“Woman must come of age by herself…
She must find her true center alone.”
That’s the pervading message of Anne Morrow Lindbergh’s classic book: a woman must find herself, define herself, in the crowded chaos of daily life. A Gift From the Sea is a meditation on life, on love, on relationships, on parenthood, but above all it’s about what it means to be a woman. Lindbergh draws inspiration from two weeks spent alone at the beach, in a simple, run-down cottage that she’s rented to reconnect with herself. Leaving her husband and children and day-to-day responsibilities behind, she embraces her new-found solitude, using the time to reflect and write. The book is, in addition to being a treatise on modern-day womanhood (albeit a 1950s-era version), a love letter to the cleansing and healing power of the sea, the sand, the ocean air. The ocean and its treasures, lessons and wisdom serve to frame her reflections–each chapter uses a different type of shell as a metaphor for the things Lindbergh is talking about, and she often finds inspiration in the things she sees each day.
I was given this book at a very timely moment in my life: my college graduation party. A close family friend gave it to me, and that couldn’t be more fitting: I’ve known her since I was two, and she is, as a result, one of the most influential women in my life. It took me a while to pick it up, though, and I can’t really figure out why (that’s a lie, actually–my never-ending pile/list of “to-reads” is the reason). I firmly believe in books coming to you when you’re ready for them, and I’m not sure I was in the right frame of mind in my chaotic post-college daze to appreciate the wisdom this book offers. Now, over two years later, Lindbergh’s struggles to find balance, independence, and strength as a woman amidst the business of day-to-day life is something I can identify with much more strongly. It also helps that my relationship with my boyfriend has grown and changed dramatically in that time, and so the emphasis on what it means to be a true partner in a mature and stable relationship resonates in a way that I don’t think it would have two years ago.

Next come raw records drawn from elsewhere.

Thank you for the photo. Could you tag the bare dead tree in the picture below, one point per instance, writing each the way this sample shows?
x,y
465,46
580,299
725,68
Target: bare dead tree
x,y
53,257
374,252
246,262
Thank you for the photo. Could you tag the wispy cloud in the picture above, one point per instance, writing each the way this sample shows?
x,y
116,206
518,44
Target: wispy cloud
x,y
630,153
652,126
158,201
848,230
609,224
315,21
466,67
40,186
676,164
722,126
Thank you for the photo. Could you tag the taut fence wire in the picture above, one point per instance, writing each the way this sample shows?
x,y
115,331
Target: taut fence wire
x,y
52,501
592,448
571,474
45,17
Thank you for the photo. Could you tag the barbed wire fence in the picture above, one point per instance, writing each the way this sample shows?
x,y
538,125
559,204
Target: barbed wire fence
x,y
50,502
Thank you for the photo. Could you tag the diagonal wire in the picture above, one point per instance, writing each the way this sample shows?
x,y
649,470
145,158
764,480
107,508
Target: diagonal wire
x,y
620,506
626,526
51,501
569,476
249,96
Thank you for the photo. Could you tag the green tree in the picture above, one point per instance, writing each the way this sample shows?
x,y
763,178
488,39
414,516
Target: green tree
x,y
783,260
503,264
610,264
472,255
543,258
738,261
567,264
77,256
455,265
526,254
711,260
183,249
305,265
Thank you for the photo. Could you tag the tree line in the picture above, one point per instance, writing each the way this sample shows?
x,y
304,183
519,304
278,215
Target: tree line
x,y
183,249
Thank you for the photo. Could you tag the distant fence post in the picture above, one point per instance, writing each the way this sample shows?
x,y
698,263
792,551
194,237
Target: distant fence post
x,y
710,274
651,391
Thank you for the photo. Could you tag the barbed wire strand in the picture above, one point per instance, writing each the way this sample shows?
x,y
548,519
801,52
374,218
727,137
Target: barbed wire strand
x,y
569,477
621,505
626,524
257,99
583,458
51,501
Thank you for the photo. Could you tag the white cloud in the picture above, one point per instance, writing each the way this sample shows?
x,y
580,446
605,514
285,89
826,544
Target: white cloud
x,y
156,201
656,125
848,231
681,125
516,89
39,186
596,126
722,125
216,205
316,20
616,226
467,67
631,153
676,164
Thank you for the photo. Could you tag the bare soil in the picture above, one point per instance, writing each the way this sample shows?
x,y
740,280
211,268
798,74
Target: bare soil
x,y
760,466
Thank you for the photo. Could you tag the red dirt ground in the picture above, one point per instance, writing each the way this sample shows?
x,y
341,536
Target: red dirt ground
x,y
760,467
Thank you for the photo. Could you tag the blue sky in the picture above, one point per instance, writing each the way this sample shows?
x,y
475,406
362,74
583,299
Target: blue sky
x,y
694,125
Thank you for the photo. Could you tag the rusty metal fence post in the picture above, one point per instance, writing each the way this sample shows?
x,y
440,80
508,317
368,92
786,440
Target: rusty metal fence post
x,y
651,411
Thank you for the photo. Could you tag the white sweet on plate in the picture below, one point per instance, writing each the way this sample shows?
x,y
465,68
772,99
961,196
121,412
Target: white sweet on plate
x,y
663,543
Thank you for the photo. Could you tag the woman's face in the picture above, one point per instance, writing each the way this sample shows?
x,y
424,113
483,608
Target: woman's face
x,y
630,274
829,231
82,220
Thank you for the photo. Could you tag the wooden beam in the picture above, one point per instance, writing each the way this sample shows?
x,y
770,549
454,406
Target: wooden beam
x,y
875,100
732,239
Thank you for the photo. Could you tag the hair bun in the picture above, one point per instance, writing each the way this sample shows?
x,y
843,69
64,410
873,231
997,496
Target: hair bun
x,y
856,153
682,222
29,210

All that being said, it’s truly remarkable to me that a book written in the 1950’s as a treatise on womanhood could be so relevant six decades later. There were, as is to be expected, a few moments where I was reminded of the limitations Lindbergh and other woman of the era faced (she makes it clear that most women, especially of her social class, were housewives, with few professional opportunities), but on the whole, the message of the book transcends any single time period. I loved that, and it made me feel a comforting sense of connection to Lindbergh, to her contemporaries, to my mother and the family friend who gave me the book (they both read it when they were around my age), to my grandmother (who Lindbergh reminded me of), to all of the other women struggling to define themselves, to express themselves, to be who they were meant to be. I don’t often write in my books, just because defacing that creamy-white paper feels like a sin somehow, but I broke my rule for this one, underlining and starring passages all over the place. This book feels like a mantra, and it’s one of those very few that I knew, as soon as it was over, that I’d be revisiting time and time again for the rest of my life. I look forward to picking it up in a year, or ten, or fifty, and seeing the notes I scribbled to myself when I was just twenty-four and figuring it all out, re-reading Lindbergh’s words and finding new meaning in them.
It’s rare that a book affects me on such a profound level, makes me think and inspires me to strive for the things that I want while reassuring me that it’s possible to do so, even with a family and friends and daily obligations. A Gift From the Sea should be required reading for all women, of all ages, because it just says it all in a way I’ve never quite seen before.